Yet he says he won't answer calls from blocked numbers. What is going on?
![]() |
Yet he says he won't answer calls from blocked numbers. What is going on?
Who is he talking to, what does he say is going on ?
You need to investigate thishowever you can. There should be no secrecy in a relationship. Have you confronted your husband on the discrepancy between these 2 situations. I don't like when men try to pretend that they are not doing anything. If you have to be a private investigator in your home then that's what you havee to do. However blocks numbers come from all kind of places including salesman so don't act if you are not very suspecious and unsure
Drop his phone in the toilet! Accidentally of course, if he can't tell you who he is talking to. I assume you have asked.
Yes, my wife would accidentally drop it and accidentally step on it 10 or 12 times If I was doing something like that.
Let me tell you a little story.. my husband had been faithful to me for thirteen years (or so I thought).. Our son and I went on vacation ( he stayed home to work) while I was gone he accidentally pocket dialed me (I was on the beach in Fla.) So it was my husband and my sister in law (my brothers wife) talking and just chatting it up ( my brother was away on business at the time) anyway... he and she denied anyting but a friendship that they couldn't tell anyone about because they thought no one would understand. My vacation ended very very early.. we come home and surprised my husband.. he was very mad.. you would think he would be glad to see his wife and son, but he was mad, he was all dressed up getting ready to leave and go somewhere.. spoiled his plans he was mad. So we argued... he said nothing was going on. I said OK, let's see how he acts now. After We got home from vacation I checked the phone bill... never had to do that before, but there were 20,000 text messages between sis-n-law and husband.. My brother and I had no idea.. and yes they had an affair and were sleeping together in my bed while I was away! Needless to say that he is no loger in my house.. she and my brother decided to try and work out their marriage (that's a whole other issue I have to deal with) and he is with another woman about 15 years younger than him... he's 39! But guess what? I still have access to the phone records and I found out she is doing the same thing to him that he did to me.. sneaking around talking to another man... all I can tell him when he finds out (because I will never tell) is that you reap what you sew! So yes I learned the hard way... Plus for a little extra bonus he gave me an STD! So If he is acting strange.. investigate, investigate, investigate for your own sake!
Ask him if you can answer it next time?
Yeah just be honest about what it looks like... then ask him of you can answer! :)
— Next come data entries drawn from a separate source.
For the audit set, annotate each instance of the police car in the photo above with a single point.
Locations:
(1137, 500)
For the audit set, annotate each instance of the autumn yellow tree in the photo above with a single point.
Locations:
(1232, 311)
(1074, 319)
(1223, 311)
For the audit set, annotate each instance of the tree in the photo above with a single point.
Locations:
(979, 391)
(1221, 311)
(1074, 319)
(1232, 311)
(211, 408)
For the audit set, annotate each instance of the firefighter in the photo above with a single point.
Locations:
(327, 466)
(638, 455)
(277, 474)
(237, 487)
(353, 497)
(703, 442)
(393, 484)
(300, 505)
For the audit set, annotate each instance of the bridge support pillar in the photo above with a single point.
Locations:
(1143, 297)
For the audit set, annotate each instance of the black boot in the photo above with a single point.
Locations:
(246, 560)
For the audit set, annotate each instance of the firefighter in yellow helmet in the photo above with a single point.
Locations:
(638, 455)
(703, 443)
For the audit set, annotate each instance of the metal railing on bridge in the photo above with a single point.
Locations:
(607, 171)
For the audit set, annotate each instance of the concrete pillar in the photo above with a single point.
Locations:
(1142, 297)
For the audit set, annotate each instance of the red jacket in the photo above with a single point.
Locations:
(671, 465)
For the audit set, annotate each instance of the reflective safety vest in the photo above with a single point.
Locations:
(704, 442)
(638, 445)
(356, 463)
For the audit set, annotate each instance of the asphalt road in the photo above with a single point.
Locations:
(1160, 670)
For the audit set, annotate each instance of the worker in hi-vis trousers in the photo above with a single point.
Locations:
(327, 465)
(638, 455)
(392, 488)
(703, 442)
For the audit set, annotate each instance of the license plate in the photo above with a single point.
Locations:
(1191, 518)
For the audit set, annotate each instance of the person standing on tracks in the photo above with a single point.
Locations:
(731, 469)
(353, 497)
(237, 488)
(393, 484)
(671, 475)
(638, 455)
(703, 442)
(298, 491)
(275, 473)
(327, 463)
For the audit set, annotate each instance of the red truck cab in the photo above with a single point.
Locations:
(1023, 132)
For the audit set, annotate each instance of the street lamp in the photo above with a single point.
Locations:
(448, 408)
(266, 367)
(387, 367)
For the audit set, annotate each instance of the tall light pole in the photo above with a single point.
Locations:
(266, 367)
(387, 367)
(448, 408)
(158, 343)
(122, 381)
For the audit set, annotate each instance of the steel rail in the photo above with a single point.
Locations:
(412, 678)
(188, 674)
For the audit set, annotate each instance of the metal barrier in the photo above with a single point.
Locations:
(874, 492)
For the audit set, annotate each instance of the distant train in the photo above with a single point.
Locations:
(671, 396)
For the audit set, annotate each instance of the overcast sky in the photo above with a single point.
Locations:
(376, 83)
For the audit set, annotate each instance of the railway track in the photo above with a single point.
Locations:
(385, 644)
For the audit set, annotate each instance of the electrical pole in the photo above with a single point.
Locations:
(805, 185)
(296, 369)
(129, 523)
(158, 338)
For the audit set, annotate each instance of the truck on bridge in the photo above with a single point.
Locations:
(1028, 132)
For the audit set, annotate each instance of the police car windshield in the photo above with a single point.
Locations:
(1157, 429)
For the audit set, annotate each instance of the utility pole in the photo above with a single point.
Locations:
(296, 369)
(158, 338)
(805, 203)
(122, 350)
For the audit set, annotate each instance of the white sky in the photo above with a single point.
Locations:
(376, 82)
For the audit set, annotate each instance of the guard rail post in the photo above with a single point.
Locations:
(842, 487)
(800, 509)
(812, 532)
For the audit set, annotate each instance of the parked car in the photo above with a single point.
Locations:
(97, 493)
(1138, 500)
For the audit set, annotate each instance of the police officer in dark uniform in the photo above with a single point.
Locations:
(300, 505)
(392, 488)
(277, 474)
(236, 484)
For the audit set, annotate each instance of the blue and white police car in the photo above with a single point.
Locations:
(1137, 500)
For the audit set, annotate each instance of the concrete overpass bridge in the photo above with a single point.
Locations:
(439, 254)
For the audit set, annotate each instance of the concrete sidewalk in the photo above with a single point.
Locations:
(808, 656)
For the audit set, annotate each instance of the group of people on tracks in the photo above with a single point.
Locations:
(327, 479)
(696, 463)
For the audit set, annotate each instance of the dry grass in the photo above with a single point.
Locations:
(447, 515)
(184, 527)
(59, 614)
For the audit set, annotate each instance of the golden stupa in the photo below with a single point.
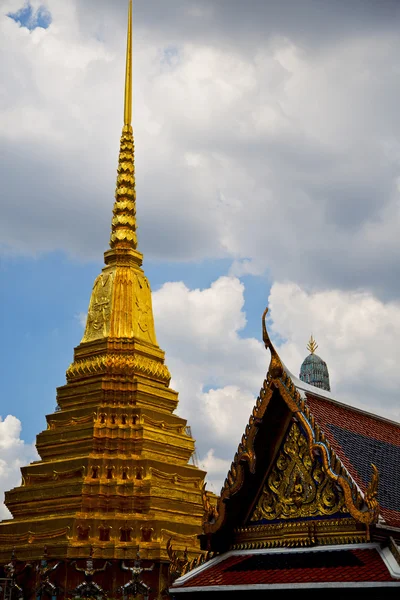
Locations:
(115, 472)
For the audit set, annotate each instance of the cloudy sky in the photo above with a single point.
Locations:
(268, 172)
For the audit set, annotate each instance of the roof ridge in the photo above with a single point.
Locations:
(304, 387)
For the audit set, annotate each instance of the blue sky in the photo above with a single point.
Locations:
(263, 176)
(31, 18)
(41, 302)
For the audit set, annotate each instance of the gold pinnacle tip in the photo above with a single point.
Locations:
(312, 345)
(128, 75)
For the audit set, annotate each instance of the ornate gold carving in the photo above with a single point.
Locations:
(123, 228)
(312, 345)
(299, 534)
(184, 540)
(32, 478)
(180, 564)
(31, 536)
(175, 478)
(98, 319)
(54, 423)
(210, 510)
(124, 365)
(277, 378)
(297, 486)
(276, 367)
(163, 425)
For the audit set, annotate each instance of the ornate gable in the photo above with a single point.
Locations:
(297, 486)
(286, 485)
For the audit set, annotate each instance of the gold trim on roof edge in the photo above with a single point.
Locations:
(363, 508)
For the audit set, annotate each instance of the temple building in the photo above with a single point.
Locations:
(115, 506)
(314, 370)
(115, 475)
(311, 503)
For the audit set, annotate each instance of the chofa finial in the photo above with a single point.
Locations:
(276, 367)
(312, 345)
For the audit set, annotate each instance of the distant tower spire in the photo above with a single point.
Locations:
(314, 370)
(123, 225)
(312, 345)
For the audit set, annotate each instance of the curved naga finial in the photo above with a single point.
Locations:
(276, 367)
(371, 496)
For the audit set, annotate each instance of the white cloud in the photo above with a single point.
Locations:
(219, 374)
(14, 453)
(213, 368)
(259, 148)
(358, 338)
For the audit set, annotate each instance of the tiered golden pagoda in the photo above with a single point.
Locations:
(115, 471)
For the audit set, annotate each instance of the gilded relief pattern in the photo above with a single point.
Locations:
(98, 318)
(127, 365)
(297, 486)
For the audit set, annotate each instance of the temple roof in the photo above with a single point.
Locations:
(327, 567)
(360, 439)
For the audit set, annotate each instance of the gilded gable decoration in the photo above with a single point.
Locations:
(364, 510)
(297, 486)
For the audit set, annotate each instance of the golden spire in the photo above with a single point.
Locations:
(123, 226)
(312, 345)
(128, 74)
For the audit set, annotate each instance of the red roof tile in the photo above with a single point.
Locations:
(362, 565)
(360, 439)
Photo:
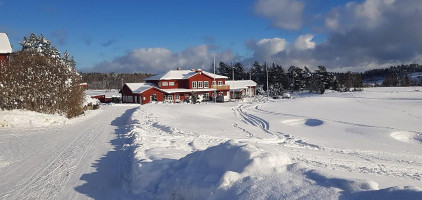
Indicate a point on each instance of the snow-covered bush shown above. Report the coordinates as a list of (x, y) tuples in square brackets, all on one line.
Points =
[(38, 79)]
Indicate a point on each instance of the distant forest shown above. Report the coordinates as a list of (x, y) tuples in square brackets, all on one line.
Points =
[(282, 79)]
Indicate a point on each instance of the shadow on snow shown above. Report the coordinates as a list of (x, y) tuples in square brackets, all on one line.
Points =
[(110, 180)]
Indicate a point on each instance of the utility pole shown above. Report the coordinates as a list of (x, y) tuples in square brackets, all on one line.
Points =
[(266, 69)]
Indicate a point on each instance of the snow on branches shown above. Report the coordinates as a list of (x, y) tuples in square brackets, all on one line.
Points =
[(37, 78)]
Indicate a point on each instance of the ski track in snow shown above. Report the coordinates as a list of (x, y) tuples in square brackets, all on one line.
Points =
[(61, 157), (351, 160), (370, 162)]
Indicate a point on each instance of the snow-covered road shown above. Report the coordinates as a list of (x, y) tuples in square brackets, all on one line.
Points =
[(79, 160)]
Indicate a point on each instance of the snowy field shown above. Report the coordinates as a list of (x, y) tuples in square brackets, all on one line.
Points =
[(361, 145)]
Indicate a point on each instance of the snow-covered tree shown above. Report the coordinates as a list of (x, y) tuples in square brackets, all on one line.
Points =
[(37, 78)]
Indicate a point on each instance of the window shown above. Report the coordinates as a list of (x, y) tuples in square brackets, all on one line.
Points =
[(153, 97)]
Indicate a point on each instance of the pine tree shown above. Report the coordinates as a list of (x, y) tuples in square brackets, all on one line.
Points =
[(37, 78)]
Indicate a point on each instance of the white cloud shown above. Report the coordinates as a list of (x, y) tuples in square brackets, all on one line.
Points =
[(157, 60), (265, 49), (285, 14), (304, 42)]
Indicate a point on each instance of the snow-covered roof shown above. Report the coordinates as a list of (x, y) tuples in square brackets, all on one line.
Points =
[(183, 90), (107, 93), (140, 87), (241, 84), (181, 74), (5, 46)]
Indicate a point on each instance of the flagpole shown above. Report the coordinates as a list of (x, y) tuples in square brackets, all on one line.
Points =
[(215, 85)]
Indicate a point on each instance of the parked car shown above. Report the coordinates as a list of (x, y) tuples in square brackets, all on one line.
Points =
[(287, 96), (220, 98)]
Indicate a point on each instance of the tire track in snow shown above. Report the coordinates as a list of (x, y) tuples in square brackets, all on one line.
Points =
[(378, 165), (283, 139), (49, 178)]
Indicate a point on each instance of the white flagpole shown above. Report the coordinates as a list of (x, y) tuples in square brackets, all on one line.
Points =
[(215, 85)]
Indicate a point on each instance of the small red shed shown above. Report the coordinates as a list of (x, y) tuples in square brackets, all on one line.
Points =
[(5, 47), (141, 93)]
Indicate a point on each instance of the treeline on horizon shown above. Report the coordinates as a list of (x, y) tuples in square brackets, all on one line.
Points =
[(281, 79)]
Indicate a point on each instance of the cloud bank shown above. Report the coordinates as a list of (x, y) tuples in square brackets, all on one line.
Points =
[(158, 60), (286, 14), (359, 36)]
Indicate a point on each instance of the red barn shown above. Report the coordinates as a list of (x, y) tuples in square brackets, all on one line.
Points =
[(141, 93), (5, 47), (177, 86)]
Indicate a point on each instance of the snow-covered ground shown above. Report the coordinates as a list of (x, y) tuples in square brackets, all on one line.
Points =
[(50, 157), (361, 145)]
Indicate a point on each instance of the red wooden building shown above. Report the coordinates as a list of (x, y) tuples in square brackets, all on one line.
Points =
[(177, 86), (5, 47), (242, 88)]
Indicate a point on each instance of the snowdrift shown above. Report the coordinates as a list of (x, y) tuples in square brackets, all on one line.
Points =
[(29, 119), (233, 170)]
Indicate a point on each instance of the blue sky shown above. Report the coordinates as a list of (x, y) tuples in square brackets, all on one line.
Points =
[(155, 36)]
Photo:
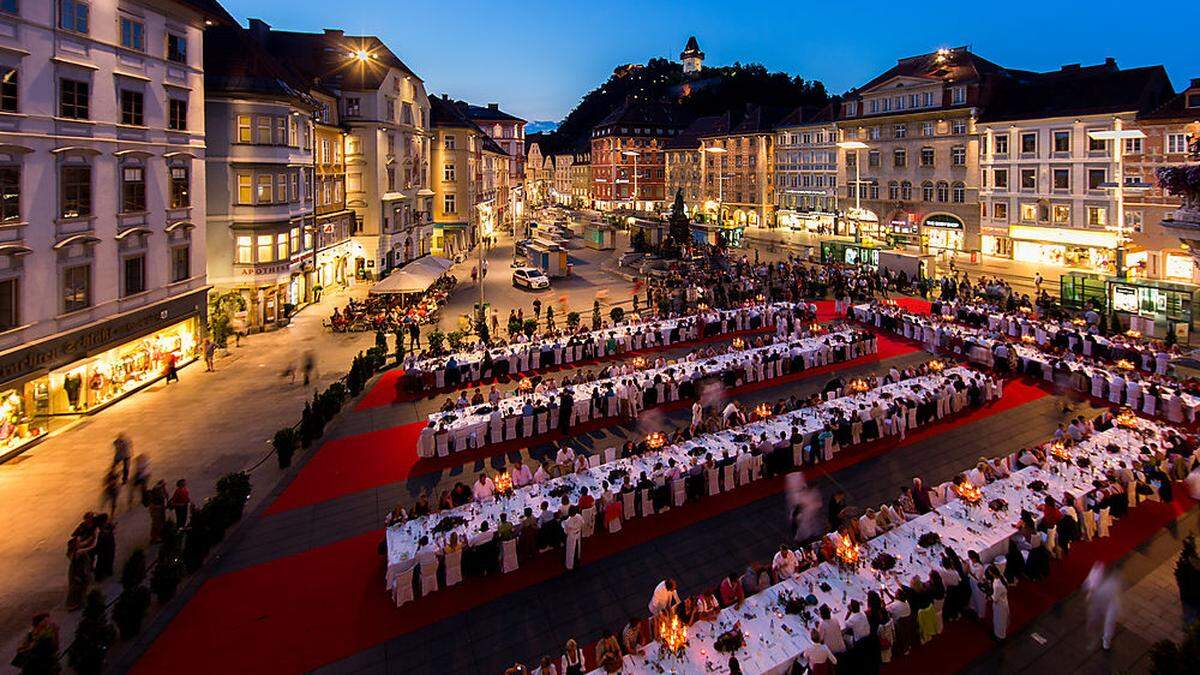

Yea it's been rough Enigma.. devastating.. I can't believe either of them, she OMG I still have to deal with her for my brother's sake.. it's all so stupid.. what's wrong with someone just saying I don't love you anymore and going about their merry way? I mean seriously I though my marriage was fine and dandy.. and the sis-n-law was like my best friend.. I guess she was using the old... keep you friends close and your enemies closer huh? Oh well... I will be OK.. me and my son are moving on!
Some times people just do what THEY feel is good for them... They don't think about others.
I'm glad that you and your son is moving on. After all, your son is top priority. In time your son will learn the truth and have no respect for him for what he did to you guys. But, your son WILL respect you for not tolerating that.
Be strong!
What are you doing, while he is on the phone 'for hours' with a person you do not know.
You haven't said how long this has been going on, how often, or is a regular, daily/nightly thing. Nor have you said if you have reason to think he's having an affair by not coming home on time, staying out late, Do you have any other clues as to why he would so obviously be hiding this anonymous person from you?
Have you said that you want to know who this anonymous person is?
While flushing the phone might temporarily feel good in retaliation, he'll just get another phone, and perhaps stop with the phone calls and meet up with this person at the Sleeze-Are-Us motel, if he isn't already.
I don't know how big an alarm bell has to sound, or how large a red flag has to be, to see that there is a problem here. My advice to you is to hire a private detective, get the facts, know what the truth is without guessing, and then decide what to do about it.
Anything else is not going to get to the truth.